More than 50 Shades of Grace

I have to be honest I have never read the book or even know the author's name.  But I do know that I have seen countless posts on social media ranting about the movie, 50 Shades of Gray.  I assume  what I have read in the reviews are true, and I can positively say, I won't see this movie.  Not because I feel that I am any more righteous for publicly stating that I have decided to protest it, but because my heart breaks for our society as we push past boundaries dancing into these shades of gray.  Our fancy footwork swirls our souls  through the black paint of a master artist's pallet as his artwork deceives us in thinking our culpability is merely a shade of gray.  There is a poetic  nostalgia that accompanies the term gray, when applied to our indiscretions.  Calling them gray gives us the opportunity to rationalize and justify.  However, this monochromatic art work of Satan deliberately fools us as we contrast our own  grays to those that are darker.  Gray is the favorite color of deception and is a more pleasant to utilize in conversation than the word sin. The costly price of these shades of gray  is death, but God offers, through Jesus, a vibrant future colored by redemption, sanctification, and life eternal. (Romans 6:22-23)

It is easy and right to look at this sinful phenomenon of the gray scale as a believer and publicly denounce it.  We must be careful though, focusing on the evident sin of others may make us feel better about ourselves for a short while.  But, I am wondering, as we judge the people who have or will support this movie, if we are ignoring the gray hue called condemnation in our own hearts.  If we are unlike an angry crowd lawfully ready to throw stones at the woman caught in her own shades of gray. (John 8)  My mind wrestles with what Jesus might have been thinking as he drew in the sand, and then to thoughts of the guilty woman as she was offered grace.  I am in awe of transformation done in the life of that abused woman because of grace.  I don't agree with this movie.  In fact, my frustration with its content makes me want to toss tables as Jesus did while his temple was being defiled by many shades of gray.  But I am not yet complete or perfect like Jesus and can't ignore the shades of gray in my own heart, while clinching to a stone of  judgment.  I pray that those lost in shades of gray be overwhelmed by shades of grace as we drop our stones in the dust, instead of throwing them.  When the dust settles, will we be like that angry crowd who hold on to pride and simply walk away?
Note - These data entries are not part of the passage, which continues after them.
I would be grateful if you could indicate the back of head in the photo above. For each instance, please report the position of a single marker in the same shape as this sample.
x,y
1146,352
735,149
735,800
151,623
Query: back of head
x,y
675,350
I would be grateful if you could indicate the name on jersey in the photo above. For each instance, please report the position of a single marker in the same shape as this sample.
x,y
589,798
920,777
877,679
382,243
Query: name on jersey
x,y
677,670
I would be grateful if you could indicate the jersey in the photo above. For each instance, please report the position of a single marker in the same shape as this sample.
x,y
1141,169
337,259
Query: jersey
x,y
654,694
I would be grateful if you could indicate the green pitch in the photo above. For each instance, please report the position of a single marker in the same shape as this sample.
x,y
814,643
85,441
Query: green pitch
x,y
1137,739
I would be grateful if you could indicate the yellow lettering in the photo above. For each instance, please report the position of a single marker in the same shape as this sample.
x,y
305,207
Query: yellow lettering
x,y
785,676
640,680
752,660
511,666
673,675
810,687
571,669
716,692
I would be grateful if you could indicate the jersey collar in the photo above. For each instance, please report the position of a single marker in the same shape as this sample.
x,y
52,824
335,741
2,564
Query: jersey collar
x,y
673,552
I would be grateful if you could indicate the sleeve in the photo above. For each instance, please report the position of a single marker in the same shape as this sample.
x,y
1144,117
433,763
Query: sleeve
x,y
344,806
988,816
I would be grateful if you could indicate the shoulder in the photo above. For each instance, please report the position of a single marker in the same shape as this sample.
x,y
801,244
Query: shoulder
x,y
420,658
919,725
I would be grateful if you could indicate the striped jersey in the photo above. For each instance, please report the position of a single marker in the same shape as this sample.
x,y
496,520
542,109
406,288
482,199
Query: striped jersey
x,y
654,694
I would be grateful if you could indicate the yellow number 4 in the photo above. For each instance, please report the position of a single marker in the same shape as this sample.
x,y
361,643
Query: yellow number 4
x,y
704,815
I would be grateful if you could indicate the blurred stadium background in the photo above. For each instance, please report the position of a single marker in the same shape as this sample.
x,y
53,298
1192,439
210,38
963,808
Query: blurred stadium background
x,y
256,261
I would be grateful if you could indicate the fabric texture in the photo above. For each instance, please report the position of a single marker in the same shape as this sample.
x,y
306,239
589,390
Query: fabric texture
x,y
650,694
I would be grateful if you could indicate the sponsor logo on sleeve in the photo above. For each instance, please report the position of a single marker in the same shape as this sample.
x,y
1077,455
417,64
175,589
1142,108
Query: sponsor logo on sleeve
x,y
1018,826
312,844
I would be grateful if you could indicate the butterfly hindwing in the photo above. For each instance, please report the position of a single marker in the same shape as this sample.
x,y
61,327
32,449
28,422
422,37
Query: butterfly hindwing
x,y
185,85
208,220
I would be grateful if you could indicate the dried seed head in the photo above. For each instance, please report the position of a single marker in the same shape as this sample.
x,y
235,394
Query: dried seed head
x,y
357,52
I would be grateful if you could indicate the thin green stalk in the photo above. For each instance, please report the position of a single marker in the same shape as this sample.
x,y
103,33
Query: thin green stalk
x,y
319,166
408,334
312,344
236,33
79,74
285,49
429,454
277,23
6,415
Or, will we stay to proclaim the Glory of God through our testimonies of His limitless shades of grace?  It is through the work Jesus has done in our own failures that demands that we overflow with the abundant grace.  The gray scale can be reversed as we  dance on injustices with compassion.  We are transformed with every step toward Christ because He has removed our shades of gray as far from us as the east is from the west.  We can stand confidently pure because He didn't come to condemn us but to offered unmerited favor.  For this reason do protest this book and movie, but in humility and with mercy, so that the world may turn from their shades of gray, and be transformed by Jesus' shades of grace.